Miso might seem like a strange addition to porridge, but it actually makes sense on a lot of levels. For one thing, miso soup is often eaten for breakfast in Japan. For another, letting the miso sit in the oats overnight pre-digests some of their starch, making them taste sweeter. The subtle miso flavor brings oats to a whole new level of comfort food. —linzarella
Test Kitchen Notes
With just the right balance of savory and sweet, linzarella's miso-infused oatmeal is both comfortingly familiar and completely unconventional. The earthy tang of the miso is a surprising complement to the hearty steel cut oats; the flavors are rounded out with a large knob of butter and a spoonful of honey. The technique couldn't be easier: you simmer the oats briefly in water, add the miso and go to bed. In the morning, you just reheat and add the butter and honey. This porridge is somewhat loose -- if you prefer it less so, simmer it for a few minutes longer either before you add the miso, or while you're reheating it. - A&M —The Editors
In a medium saucepan, combine the oats and the water and bring to a boil. Simmer for 10 to 20 minutes, then turn off the heat and cover the pot. [Editor's note: The longer you simmer the porridge, the thicker it will be. You can also thicken it the next morning when you reheat it.]

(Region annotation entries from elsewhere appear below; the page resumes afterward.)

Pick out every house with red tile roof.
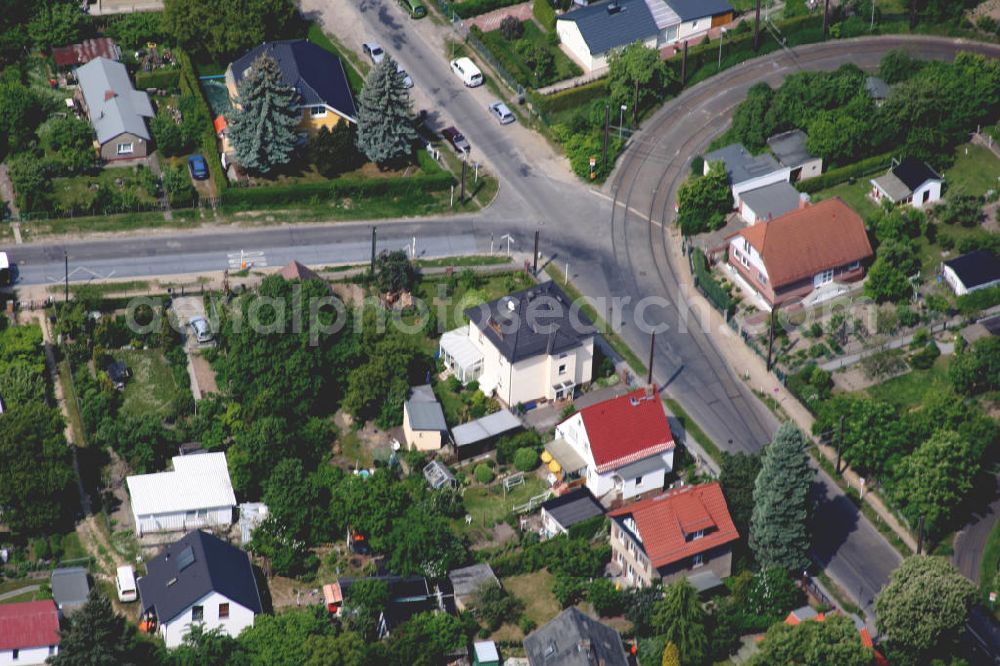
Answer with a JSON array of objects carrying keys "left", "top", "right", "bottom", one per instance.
[
  {"left": 729, "top": 198, "right": 873, "bottom": 310},
  {"left": 608, "top": 481, "right": 740, "bottom": 587},
  {"left": 545, "top": 387, "right": 674, "bottom": 505},
  {"left": 0, "top": 599, "right": 59, "bottom": 664}
]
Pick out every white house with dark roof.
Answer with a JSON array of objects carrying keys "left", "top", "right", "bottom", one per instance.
[
  {"left": 138, "top": 531, "right": 262, "bottom": 648},
  {"left": 76, "top": 58, "right": 156, "bottom": 161},
  {"left": 441, "top": 281, "right": 596, "bottom": 406}
]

When they are cool enough to hold your finger in the pot for 10 seconds, spoon 1/4 cup of oats into a small bowl. Add the miso to the bowl and stir well to combine. Pour the miso-oat mixture back into the saucepan and stir to combine. Leave overnight.
In the morning, heat the oats gently until steaming but not boiling. Stir in honey, butter, and walnuts before serving.